Welche könntet ihr mir alternativ empfehlen?
Beste Grüße


----------



## rivalxstorm (31. Oktober 2011)

MSI N560GTX-Ti Twin Frozr II/OC Grafikkarte: Amazon.de: Computer & Zubehör

nimm aufjedenfall eine 560ti, was besseres gibts eben (außer der 6870) in der Preisregion nicht und diese ist auch von Nvidia.

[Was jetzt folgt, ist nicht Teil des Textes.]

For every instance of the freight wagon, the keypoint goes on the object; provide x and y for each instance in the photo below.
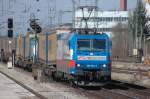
(79, 58)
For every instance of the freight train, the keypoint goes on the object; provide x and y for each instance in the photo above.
(78, 58)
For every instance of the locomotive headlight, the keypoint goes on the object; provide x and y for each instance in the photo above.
(78, 65)
(104, 65)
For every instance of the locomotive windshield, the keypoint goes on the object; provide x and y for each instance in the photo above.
(99, 44)
(83, 44)
(91, 45)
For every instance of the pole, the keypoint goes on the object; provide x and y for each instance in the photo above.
(46, 46)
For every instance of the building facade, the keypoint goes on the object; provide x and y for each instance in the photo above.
(104, 21)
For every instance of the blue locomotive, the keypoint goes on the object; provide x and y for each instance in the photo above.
(84, 58)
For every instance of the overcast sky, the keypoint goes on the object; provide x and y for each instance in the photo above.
(22, 10)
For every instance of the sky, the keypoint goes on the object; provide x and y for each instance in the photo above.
(22, 10)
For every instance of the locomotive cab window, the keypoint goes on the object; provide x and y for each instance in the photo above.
(99, 44)
(83, 44)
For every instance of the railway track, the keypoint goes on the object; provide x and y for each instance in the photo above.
(113, 90)
(39, 96)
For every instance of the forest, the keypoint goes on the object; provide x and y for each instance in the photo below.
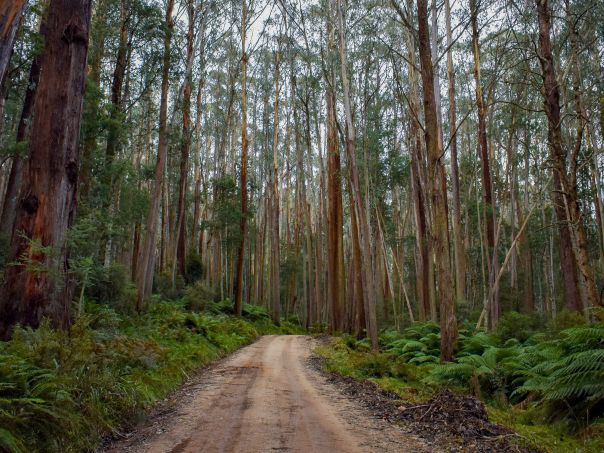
(412, 187)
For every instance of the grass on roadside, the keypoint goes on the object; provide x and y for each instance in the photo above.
(66, 391)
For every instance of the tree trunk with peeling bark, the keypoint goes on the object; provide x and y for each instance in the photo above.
(440, 233)
(40, 284)
(146, 262)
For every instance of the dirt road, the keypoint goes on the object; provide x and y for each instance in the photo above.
(265, 398)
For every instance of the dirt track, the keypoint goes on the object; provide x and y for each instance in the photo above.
(265, 399)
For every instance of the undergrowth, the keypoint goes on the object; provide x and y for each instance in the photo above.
(546, 383)
(66, 391)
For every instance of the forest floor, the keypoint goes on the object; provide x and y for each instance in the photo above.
(267, 397)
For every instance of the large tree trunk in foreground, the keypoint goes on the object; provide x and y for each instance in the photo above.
(9, 208)
(144, 278)
(448, 322)
(39, 284)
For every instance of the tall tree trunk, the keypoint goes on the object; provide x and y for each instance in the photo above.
(448, 322)
(459, 252)
(368, 277)
(40, 284)
(493, 310)
(568, 212)
(180, 238)
(335, 218)
(144, 279)
(275, 253)
(244, 148)
(10, 17)
(9, 208)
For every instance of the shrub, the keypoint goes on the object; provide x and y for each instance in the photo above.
(164, 287)
(108, 284)
(516, 325)
(195, 269)
(198, 296)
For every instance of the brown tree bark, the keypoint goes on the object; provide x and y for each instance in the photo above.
(180, 249)
(10, 16)
(367, 277)
(459, 252)
(448, 322)
(275, 246)
(144, 278)
(244, 152)
(568, 212)
(11, 196)
(39, 284)
(335, 217)
(487, 185)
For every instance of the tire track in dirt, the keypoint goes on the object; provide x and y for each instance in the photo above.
(265, 398)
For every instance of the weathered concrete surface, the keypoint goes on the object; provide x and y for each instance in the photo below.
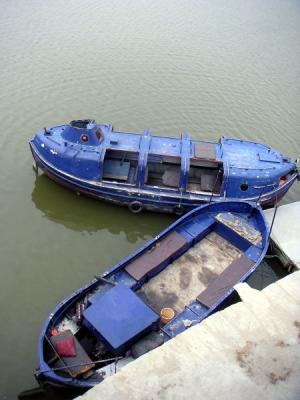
(286, 231)
(250, 350)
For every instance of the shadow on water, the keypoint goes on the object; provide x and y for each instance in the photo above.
(80, 213)
(50, 393)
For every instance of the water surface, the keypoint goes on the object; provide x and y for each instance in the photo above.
(224, 67)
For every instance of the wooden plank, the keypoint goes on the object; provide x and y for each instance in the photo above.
(116, 170)
(226, 280)
(154, 257)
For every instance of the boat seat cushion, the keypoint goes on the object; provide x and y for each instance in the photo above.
(154, 257)
(81, 356)
(225, 281)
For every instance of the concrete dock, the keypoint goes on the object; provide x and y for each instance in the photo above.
(250, 350)
(285, 233)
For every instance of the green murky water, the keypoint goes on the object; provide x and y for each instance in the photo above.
(224, 67)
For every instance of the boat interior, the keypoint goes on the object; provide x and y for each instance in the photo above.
(119, 319)
(162, 171)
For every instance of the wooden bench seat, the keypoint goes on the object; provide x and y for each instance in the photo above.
(153, 258)
(113, 169)
(225, 281)
(80, 358)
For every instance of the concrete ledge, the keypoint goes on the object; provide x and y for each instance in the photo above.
(286, 232)
(250, 350)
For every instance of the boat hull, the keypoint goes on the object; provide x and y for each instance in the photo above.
(138, 199)
(192, 228)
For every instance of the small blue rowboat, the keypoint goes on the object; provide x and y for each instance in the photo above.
(173, 282)
(160, 173)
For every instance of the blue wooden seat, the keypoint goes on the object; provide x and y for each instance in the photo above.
(113, 169)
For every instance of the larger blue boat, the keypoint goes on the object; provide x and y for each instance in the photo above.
(160, 173)
(190, 268)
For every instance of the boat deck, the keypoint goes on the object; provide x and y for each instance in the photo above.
(183, 280)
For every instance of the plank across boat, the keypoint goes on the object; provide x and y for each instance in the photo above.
(190, 268)
(158, 173)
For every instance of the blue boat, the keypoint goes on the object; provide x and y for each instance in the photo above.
(156, 173)
(188, 271)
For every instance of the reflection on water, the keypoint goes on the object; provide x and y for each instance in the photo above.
(80, 213)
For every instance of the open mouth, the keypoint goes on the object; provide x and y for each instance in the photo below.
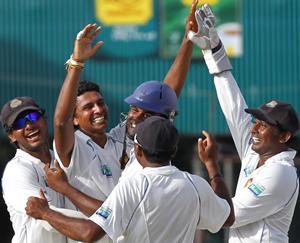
(99, 120)
(256, 140)
(33, 135)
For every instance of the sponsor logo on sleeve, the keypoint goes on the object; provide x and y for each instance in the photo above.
(256, 188)
(104, 212)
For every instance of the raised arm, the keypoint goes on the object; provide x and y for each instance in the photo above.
(65, 107)
(207, 152)
(75, 228)
(177, 73)
(229, 95)
(57, 180)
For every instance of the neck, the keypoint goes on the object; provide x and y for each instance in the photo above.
(264, 157)
(44, 155)
(99, 139)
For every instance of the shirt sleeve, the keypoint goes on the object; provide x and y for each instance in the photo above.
(19, 182)
(214, 210)
(264, 195)
(233, 106)
(118, 209)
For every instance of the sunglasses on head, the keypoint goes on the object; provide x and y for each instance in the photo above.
(32, 117)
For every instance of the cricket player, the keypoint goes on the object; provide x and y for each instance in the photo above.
(268, 185)
(26, 126)
(88, 155)
(148, 207)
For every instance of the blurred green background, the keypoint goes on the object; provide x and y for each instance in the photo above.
(36, 38)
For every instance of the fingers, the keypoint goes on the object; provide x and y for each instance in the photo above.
(42, 195)
(208, 136)
(90, 31)
(47, 167)
(56, 164)
(97, 46)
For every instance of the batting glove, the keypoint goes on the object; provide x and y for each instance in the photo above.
(208, 40)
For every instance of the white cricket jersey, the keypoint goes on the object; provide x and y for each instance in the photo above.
(93, 170)
(265, 197)
(161, 204)
(23, 177)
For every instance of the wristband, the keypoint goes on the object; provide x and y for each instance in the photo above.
(71, 63)
(217, 175)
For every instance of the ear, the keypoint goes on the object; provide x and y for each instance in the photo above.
(138, 150)
(12, 137)
(285, 137)
(75, 121)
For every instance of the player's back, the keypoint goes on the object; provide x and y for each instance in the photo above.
(169, 211)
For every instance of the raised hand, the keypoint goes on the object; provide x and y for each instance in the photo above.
(206, 36)
(207, 149)
(84, 48)
(56, 177)
(191, 23)
(36, 207)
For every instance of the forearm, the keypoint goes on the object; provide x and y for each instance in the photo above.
(63, 117)
(77, 229)
(177, 73)
(83, 202)
(67, 98)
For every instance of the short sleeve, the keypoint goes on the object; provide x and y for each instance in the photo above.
(214, 210)
(19, 182)
(265, 194)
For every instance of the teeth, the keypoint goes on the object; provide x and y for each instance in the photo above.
(98, 119)
(255, 139)
(32, 134)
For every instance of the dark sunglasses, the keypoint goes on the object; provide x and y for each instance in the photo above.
(32, 117)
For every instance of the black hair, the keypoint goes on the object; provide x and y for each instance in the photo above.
(85, 86)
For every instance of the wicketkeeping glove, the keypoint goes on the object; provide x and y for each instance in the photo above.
(208, 40)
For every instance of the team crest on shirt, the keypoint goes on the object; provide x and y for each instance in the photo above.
(247, 171)
(106, 170)
(256, 188)
(104, 212)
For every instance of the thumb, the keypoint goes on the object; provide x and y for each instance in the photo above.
(42, 194)
(56, 164)
(46, 167)
(191, 35)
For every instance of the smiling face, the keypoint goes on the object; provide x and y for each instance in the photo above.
(91, 113)
(33, 137)
(267, 139)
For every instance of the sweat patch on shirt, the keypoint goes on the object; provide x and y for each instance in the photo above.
(104, 212)
(256, 188)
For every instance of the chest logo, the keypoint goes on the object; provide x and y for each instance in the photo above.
(104, 212)
(106, 170)
(256, 188)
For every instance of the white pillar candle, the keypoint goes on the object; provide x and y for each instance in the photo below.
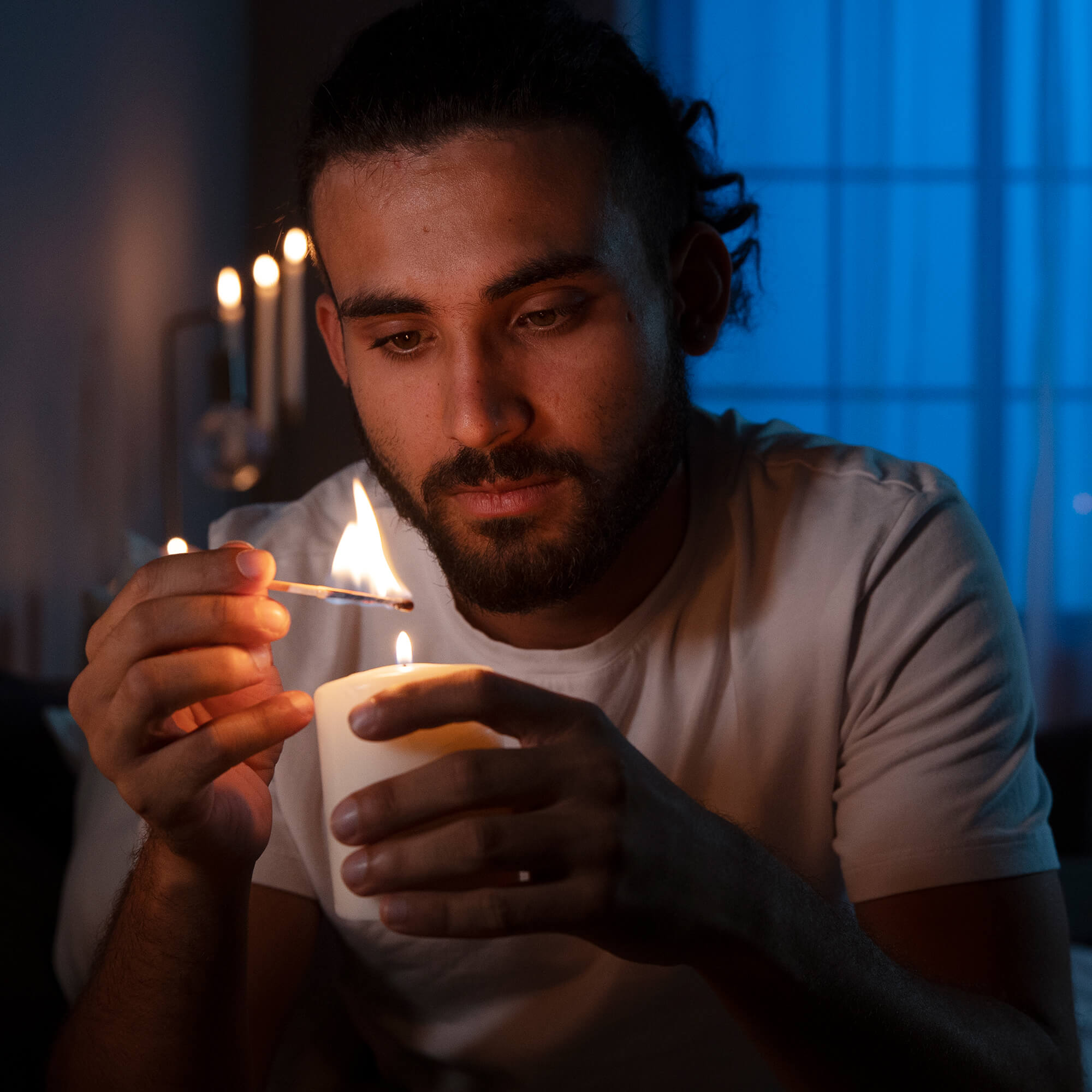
(294, 326)
(267, 291)
(350, 764)
(232, 314)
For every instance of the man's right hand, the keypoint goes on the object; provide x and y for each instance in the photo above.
(182, 706)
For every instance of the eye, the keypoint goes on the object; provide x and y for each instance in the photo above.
(547, 318)
(405, 342)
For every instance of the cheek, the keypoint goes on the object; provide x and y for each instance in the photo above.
(401, 419)
(601, 388)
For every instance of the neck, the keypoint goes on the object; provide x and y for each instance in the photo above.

wenn du 250 euro zahlen kannst  würde ich die 2gb version nehmen

http://www.amazon.de/Gainward-GeFor...1_3?s=computers&ie=UTF8&qid=1320060457&sr=1-3


----------



## Herbboy (31. Oktober 2011)

Die Nvidia GTX 560 Ti (wichtig: nicht OHNE das "Ti" ) wäre ja nach Spiel 10-15% besser, kostet dafür dann halt direkt 40-50€ mehr. Preis-Leistung ist bei der Sapphire 6870 top, auch weil das Modell sehr leise ist. Das musst DU selber entscheiden, ob dir das reicht und Du die 40€ sparen willst oder dann doch mehr ausgibst für ein paar mehr FPS und die GTX 560 Ti nimmst.


----------



## rivalxstorm (31. Oktober 2011)

Herbboy schrieb:


> Die Nvidia GTX 560 Ti (wichtig: nicht OHNE das "Ti" ) wäre ja nach Spiel 10-15% besser, kostet dafür dann halt direkt 40-50€ mehr. Preis-Leistung ist bei der Sapphire 6870 top, auch weil das Modell sehr leise ist. Das musst DU selber entscheiden, ob dir das reicht und Du die 40€ sparen willst oder dann doch mehr ausgibst für ein paar mehr FPS und die GTX 560 Ti nimmst.


 
ich glaube auch dass die Radeon HD 6870 die bessere Wahl wäre. wenn er eine gts 220 hat dann ist sein CPU wohl auch nicht der Brüller und da wird die 6870 eigentlich schon den CPU an seine grenzen bringen, ganz zu schweigen vom der 560ti


----------



## Zocker15xD (31. Oktober 2011)

Wenn es dir nichts ausmacht "nur" eine AMD zu nehmen, auf JEDEN Fall die 6870, wenn du Nvidia bevorzugst dann halt die GTX 560 Ti, die bei 50 Euro Aufpreis ca.0-15% schneller ist, die 2GB Version ist natürlich totaler Unsinn, mehr als 1 GB bringt dir nur bei sehr hohen auflösungen (zb mehere Monitore)was, und zum gamen auf riesigen auflösungen ist die karte eh zu schwach 

Poste mal dein System, dann kann man mehr dazu sagen.


----------



## SenbeiNorimacki (31. Oktober 2011)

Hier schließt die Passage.